Cette nouvelle donne dans les rapports de force inter-impérialites ne peut qu'aviver partout les tensions guerrières. Et cette accélération du chaos est déjà perceptible actuellement.

Le soutien de la Maison Blanche au régime pakistanais a suscité la colère de l'Inde qui craint de se voir lésée dans leur conflit sur le Cachemire. En réponse a cela, l'Inde a déclenché à nouveau des bombardements en territoire pakistanais.

La situation au Moyen-Orient se dégrade à toute vitesse, comme une traînée de poudre.

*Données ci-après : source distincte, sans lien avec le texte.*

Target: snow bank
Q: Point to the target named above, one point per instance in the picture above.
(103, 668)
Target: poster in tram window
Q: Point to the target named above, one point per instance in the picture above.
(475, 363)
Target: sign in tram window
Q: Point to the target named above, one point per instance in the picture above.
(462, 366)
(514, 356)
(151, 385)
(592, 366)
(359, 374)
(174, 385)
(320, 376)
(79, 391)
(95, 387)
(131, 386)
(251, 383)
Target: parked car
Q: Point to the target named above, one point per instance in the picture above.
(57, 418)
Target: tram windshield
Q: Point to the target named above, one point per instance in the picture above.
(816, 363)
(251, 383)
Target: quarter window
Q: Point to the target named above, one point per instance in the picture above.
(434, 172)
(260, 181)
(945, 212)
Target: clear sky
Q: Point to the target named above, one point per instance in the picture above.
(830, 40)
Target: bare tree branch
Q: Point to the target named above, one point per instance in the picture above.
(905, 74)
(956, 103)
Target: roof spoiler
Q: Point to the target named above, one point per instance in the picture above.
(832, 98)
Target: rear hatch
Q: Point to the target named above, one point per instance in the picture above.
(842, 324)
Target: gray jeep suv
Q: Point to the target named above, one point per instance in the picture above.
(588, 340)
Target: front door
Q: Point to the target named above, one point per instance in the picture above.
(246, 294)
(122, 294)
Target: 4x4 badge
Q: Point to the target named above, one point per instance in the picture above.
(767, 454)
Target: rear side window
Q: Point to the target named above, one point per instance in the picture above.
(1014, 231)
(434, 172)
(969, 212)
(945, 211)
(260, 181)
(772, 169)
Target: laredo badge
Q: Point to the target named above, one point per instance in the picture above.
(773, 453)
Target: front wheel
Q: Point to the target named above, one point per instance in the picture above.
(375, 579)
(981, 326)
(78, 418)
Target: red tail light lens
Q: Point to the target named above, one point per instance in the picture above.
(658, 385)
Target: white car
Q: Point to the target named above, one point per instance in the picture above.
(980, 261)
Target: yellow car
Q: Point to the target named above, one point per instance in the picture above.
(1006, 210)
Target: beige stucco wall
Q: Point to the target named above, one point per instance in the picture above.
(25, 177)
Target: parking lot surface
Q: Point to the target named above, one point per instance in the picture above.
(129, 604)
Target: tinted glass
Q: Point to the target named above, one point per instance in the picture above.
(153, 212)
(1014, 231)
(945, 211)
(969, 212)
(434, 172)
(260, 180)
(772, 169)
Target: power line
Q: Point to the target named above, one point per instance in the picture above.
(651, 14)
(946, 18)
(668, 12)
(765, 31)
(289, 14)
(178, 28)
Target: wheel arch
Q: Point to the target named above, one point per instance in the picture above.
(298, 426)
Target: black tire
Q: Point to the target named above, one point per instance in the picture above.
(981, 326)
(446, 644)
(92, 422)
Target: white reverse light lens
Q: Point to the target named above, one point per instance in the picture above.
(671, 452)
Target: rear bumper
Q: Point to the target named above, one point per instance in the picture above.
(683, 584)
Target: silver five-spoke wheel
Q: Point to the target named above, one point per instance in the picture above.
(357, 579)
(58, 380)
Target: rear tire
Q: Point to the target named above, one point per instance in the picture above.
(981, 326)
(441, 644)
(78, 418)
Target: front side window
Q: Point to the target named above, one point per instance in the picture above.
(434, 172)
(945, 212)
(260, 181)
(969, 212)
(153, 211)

Les Etats-Unis pensaient profiter de leur intervention pour imposer la relance d'un processus de paix entre Palestiniens et Israéliens au Moyen-Orient appuyé par Blair qui venait d'assurer publiquement devant Arafat "la légitimité d'un Etat palestinien viable dans la région". Au contraire, alors qu'Israël manifestait quelques velléités conciliatrices, provoquant le départ de la coalition gouvernementale de deux fractions d'extrême-droite, l'assassinat du ministre du tourisme israélien (en réponse au " meurtre ciblé et commandité" d'un chef du FPLP) déclenchait une nouvelle vague de violences dans les territoires autonomes (la plus meurtrière depuis les accords d'Oslo), avec l'occupation par Tsahal de Bethléem et le blocus de Jénine.

L'intervention militaire en Afghanistan ne peut apporter ni la paix, ni la liberté, ni la justice, ni la moindre stabilité, pas plus que la "fin du terrorisme" mais au contraire ne peut qu'entraîner un surcroît de guerre, de barbarie et de misère en aspirant les populations dans un tourbillon insensé de désespoir, de vengeance et de haine. Elle prépare en même temps une rivalité plus directe des Etats-Unis avec les autres Etats européens dans la région.

Les différentes bourgeoisies nationales aux prises en Afghanistan démontrent à quel point leur prétendue croisade anti-terroriste est une foutaise, un répugnant mensonge idéologique. Elles démontrent quotidiennement qu'elles se fichent éperdument des victimes du terrorisme comme des morts de la guerre et du sort des populations locales bombardées. Les 6.000 morts des Twin Towers sont cyniquement exploités à seule fin de propagande guerrière. Comme les "body bags" annoncés de la soldatesque en action, ils font partie de la dette de sang de plus en plus lourde d'un système d'exploitation inhumain en pleine putréfaction. Derrière la défense de leurs sordides intérêts de vautours impérialistes qui anime chaque bourgeoisie nationale, il y a le capitalisme qui, en précipitant la planète dans un chaos sanglant, est le véritable responsable de ce déchaînement de barbarie. Cette exacerbation du chaos est bien le seul avenir que nous réserve le capitalisme.

CB

[1] Ce ne serait pas la première fois dans l'histoire des Etats-Unis. Le 8 décembre 1941, le projet d'attaque de la base américaine de Pearl Harbour à Hawaï où était regroupée la majorité des forces américaines par les forces aéronavales japonaises étaient connues par les services secrets qui en avaient informé les plus hautes autorités politiques du pays et celles-ci avaient laissé faire en n'en informant pas l'état-major militaire. Le "choc" de cette attaque et les pertes provoquées avaient permis de justifier l'entrée des Etats-Unis dans la Seconde Guerre mondiale et d'obtenir l'adhésion de la population américaine et de tous les secteurs de la bourgeoisie nationale.